Mahamat Idriss Déby : une continuité sans transition démocratique ?
Au Tchad, la transition a été simple. Dès l’annonce de la mort du Président Déby le 20 avril, un conseil militaire de transition est installé, dirigé par son fils Mahamat Idriss Déby, qui devient, à ce titre, président de la République. Une transition, certes non démocratique, mais qui garantit au pays une certaine forme de stabilité dans la période incertaine qui a suivi la mort du Président Déby.
Mahamat Idriss Déby jouit d’un certain prestige militaire, notamment pour son action victorieuse contre les forces rebelles de Timan Erdi à la bataille d’Am-Dam. Ou encore pour son rôle dans la bataille de Tigharghâr, menée par une coalition franco-tchadienne contre un panel de mouvements terroristes, affiliés à l’État Islamique (Boko Haram) ou Al-Qaïda (AQMI, Ansar Dine, MUJAO…). La victoire de ses forces contre les rebelles du FACT à la fin du mois d’avril dernier contribue à lui conférer une légitimité supplémentaire. La communauté internationale lui a d’ailleurs accordé son assentiment, tout en lui imposant certaines contraintes. Le CMT a 18 mois pour préparer des élections démocratiques, avant de repasser la main à un pouvoir civil. Ce que Mahamat Idriss Déby semble prêt à faire. Est-ce qu’il renoncera à se présenter à la prochaine présidentielle, comme demandé par une partie de l’opposition et de l’Union africaine ? Rien n’est encore fixé. Mais, pour le moment, la quête de stabilité prime pour les partenaires traditionnels du Tchad. Et Mahamat Idriss Déby, par son nom et son parcours, semble l’incarner.

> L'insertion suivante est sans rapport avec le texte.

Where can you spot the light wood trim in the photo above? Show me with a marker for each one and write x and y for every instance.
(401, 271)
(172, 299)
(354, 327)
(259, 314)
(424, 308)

Moins de quinze jours après l’installation du conseil militaire de transition, la junte militaire met en place un gouvernement de transition, nommant par décret quarante ministres et secrétaires d’État avec, à leur tête, le Premier ministre Albert Pahimi Padacké. Le gouvernement de transition semble même tenter de concilier les différentes tendances politiques, accordant à des personnalités bien connues de l’opposition certains ministères stratégiques. Lydie Beassemda, ancienne candidate à l’élection présidentielle et cheffe de file du Parti pour la démocratie et l’indépendance intégrales, prend le ministère de l’Enseignement supérieur et de la Recherche. Acheikh Ibn Oumar, ancien réfugié politique en France et opposant de longue date à Idriss Déby, est nommé ministre d’État à la Réconciliation et au Dialogue. Mahamat Ahmat Alhabo, ancien candidat à l’élection présidentielle de 2016 pour le Parti pour les libertés et le développement, est nommé Garde des Sceaux. Beaucoup d’anciens ministres du dernier gouvernement sont reconduits dans leur fonction. Une forme d’union nationale, certes encore dominée par des ministres issus de la dernière majorité présidentielle, qui constitue malgré tout « une surprise » pour un militant associatif, pourtant fortement hostile au CMT.